You want to check out Runoffgroove.com


----------



## Tha’ToneSeaQr (Jul 7, 2021)

Big Monk said:


> You want to check out Runoffgroove.com


^^^This!!!


----------



## temol (Jul 8, 2021)

megatrav said:


> . Is there a particular reason that pedals like the BE-OD and Revv G2/3/4 don't use transistors to replicate their amps preamp?



You get repeatable results with every pedal when using ICs. It's like plug and play. With JFET transistors (like J201, 2N5457, etc.) you have to bias each stage. Also you should take into account spread of the JFET parameters.

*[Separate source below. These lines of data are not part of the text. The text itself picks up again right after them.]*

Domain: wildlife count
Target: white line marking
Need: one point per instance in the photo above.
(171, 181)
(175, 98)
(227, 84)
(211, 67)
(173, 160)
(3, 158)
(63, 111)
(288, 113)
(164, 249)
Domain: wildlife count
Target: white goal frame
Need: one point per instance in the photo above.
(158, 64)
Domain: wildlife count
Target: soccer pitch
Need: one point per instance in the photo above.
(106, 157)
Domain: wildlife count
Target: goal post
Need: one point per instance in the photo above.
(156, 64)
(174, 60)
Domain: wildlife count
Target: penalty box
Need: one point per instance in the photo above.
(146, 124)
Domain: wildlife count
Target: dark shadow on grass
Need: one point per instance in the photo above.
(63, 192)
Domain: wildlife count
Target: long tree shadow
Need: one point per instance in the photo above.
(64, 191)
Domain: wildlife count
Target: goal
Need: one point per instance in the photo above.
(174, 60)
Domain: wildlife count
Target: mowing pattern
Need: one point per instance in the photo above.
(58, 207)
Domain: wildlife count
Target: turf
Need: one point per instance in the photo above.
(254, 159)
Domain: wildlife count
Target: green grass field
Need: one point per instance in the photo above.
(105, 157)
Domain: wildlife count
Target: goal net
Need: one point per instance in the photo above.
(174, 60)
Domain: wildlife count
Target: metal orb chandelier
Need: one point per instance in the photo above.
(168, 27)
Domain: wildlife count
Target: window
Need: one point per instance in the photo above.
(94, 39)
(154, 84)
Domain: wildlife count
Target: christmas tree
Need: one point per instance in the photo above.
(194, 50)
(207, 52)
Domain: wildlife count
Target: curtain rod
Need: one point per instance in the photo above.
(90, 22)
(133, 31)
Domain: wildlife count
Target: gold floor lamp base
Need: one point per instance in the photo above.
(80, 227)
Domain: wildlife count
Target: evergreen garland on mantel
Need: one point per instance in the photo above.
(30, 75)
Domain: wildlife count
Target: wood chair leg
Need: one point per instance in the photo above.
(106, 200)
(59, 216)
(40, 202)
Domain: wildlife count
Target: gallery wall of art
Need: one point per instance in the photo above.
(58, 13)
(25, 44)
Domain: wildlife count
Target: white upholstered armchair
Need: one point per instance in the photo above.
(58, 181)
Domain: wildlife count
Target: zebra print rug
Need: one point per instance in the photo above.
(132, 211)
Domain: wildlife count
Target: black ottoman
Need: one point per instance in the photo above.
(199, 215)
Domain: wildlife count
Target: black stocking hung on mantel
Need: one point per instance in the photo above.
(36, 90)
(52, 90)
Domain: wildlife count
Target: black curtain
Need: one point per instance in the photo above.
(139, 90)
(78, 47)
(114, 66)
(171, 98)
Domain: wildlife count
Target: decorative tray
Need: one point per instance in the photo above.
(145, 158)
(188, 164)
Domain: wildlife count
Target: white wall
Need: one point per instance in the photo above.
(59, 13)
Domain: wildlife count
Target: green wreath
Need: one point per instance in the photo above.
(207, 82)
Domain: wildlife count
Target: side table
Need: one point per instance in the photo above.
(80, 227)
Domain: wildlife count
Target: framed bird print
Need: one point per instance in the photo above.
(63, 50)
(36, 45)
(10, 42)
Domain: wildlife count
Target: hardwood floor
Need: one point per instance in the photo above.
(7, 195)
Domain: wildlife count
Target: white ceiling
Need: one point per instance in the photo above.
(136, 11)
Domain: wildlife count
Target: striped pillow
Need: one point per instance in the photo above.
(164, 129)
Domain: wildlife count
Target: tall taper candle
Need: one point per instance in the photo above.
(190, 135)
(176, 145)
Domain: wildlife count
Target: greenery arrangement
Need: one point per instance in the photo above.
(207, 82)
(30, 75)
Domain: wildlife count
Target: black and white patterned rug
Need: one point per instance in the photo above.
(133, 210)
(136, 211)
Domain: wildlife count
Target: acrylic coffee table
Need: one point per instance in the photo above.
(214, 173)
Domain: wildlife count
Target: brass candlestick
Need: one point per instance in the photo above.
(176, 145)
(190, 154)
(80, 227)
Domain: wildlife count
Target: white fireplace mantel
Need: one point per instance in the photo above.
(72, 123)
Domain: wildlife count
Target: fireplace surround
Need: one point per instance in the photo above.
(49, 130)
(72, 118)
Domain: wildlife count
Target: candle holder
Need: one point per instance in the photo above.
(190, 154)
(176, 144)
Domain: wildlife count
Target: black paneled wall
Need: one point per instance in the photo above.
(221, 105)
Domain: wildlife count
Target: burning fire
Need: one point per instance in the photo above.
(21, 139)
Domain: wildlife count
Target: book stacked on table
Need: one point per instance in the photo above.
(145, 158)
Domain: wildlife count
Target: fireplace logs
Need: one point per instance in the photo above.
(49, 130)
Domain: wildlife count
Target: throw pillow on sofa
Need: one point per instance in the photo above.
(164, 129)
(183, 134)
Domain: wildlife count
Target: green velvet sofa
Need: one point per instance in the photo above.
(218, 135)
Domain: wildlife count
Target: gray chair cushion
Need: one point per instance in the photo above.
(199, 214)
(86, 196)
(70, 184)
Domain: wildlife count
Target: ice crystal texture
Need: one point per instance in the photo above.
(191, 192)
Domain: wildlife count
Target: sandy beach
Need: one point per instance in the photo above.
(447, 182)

Taking schematic of a tube amp and replacing tubes with transistors while leaving rest of the circuit as is - it works (usually) but it's not a best way to get a good emulation of the original sound.


----------



## Feral Feline (Jul 8, 2021)

I've got the Lemon Rockverb as well, waiting its turn in the queue. I had it about a year before the build doc, so I got impatient and wound up tracing it and making my own schematic — literally a couple days later the build doc was released. 😸

Here's the links for the ROG:


			Fetzer Valve
		



			A closer look at the Fetzer Valve
		


From what I understand, sometimes some things need to be scaled down accordingly, too. 
A transistor doesn't have the same requirements as a tube, so a direct swap of JFET for tube in a schematic isn't always feasible nor desirable. What components and values need changing? I don't know, it's been a while since I read up on it and even when I did I only had a vague understanding.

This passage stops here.